Re: [PATCH] mm: add config option to select the initial overcommit mode

From: Austin S. Hemmelgarn
Date: Fri May 13 2016 - 09:11:30 EST


On 2016-05-13 08:39, Sebastian Frias wrote:
On 05/13/2016 02:00 PM, Michal Hocko wrote:
On Fri 13-05-16 11:52:30, Sebastian Frias wrote:

From what I remember, one of the LTP maintainers said that it is
highly unlikely people test (or run LTP for that matter) with
different settings for overcommit.

Yes this is sad and the result of a excessive configuration space.
That's why I was pushing back to adding yet another one without having
really good reasons...

Well, a more urgent problem would be that in that case overcommit=never is not really well tested.
I know more people who use overcommit=never than overcommit=always. I use it myself on all my personal systems, but I also allocate significant amounts of swap space (usually 64G, but I also have a big disks in my systems and don't often hit swap), don't use Java, and generally don't use a lot of the more wasteful programs either (many of them on desktop systems tend to be stuff like office software). I know a number of people who use overcommit=never on their servers and give them a decent amount of swap space (and again, don't use Java).

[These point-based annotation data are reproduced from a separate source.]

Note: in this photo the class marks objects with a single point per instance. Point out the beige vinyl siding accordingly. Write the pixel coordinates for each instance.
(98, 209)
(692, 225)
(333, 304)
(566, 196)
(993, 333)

Years ago, while using MacOS X, a long running process apparently took
all the memory over night. The next day when I checked the computer
I saw a dialog that said something like (I don't remember the exact
wording) "process X has been paused due to lack of memory (or is
requesting too much memory, I don't remember). If you think this is
not normal you can terminate process X, otherwise you can terminate
other processes to free memory and unpause process X to continue" and
then some options to proceed.

If left unattended (thus the dialog unanswered), the computer would
still work, all other processes were left intact and only the
"offending" process was paused. Arguably, if the "offending" process
is just left paused, it takes the memory away from other processes,
and if it was a server, maybe it wouldn't have enough memory to reply
to requests. On the server world I can thus understand that some
setting could indicate that when the situation arises, the "dialog" is
automatically dismissed with some default action, like "terminate the
offending process".

Not sure what you are trying to tell here but it seems like killing such
a leaking task is a better option as the memory can be reused for others
rather than keep it blocked for an unbounded amount of time.

My point is that it seems to be possible to deal with such conditions in a more controlled way, ie: a way that is less random and less abrupt.
There's an option for the OOM-killer to just kill the allocating task instead of using the scoring heuristic. This is about as deterministic as things can get though.


To me it seems really strange for the "OOM-killer" to exist. It has
happened to me that it kills my terminals or editors, how can people
deal with random processes being killed? Doesn't it bother anybody?

Killing random tasks is definitely a misbehavior and it happened a lot
in the past when heuristics were based on multiple metrics (including
the run time etc.). Things have changed considerably since then and
seeing random tasks being selected shouldn't happen all that often and
if it happens it should be reported, understood and fixed.


Well, it's hard to report, since it is essentially the result of a dynamic system.
I could assume it killed terminals with a long history buffer, or editors with many buffers (or big buffers).
Actually when it happened, I just turned overcommit off. I just checked and is on again on my desktop, probably forgot to make it a permanent setting.

In the end, no processes is a good candidate for termination.
What works for you may not work for me, that's the whole point, there's a heuristic (which conceptually can never be perfect), yet the mere fact that some process has to be killed is somewhat chilling.
I mean, all running processes are supposedly there and running for a reason.
OTOH, just because something is there for a reason doesn't mean it's doing what it's supposed to be. Bugs happen, including memory leaks, and if something is misbehaving enough that it impacts the rest of the system, it really should be dealt with.

This brings to mind a complex bug involving Tor and GCC whereby building certain (old) versions of Tor with certain (old) versions of GCC with -Os would cause an infinite loop in GCC. You obviously have GCC running for a reason, but that doesn't mean that it's doing what it should be.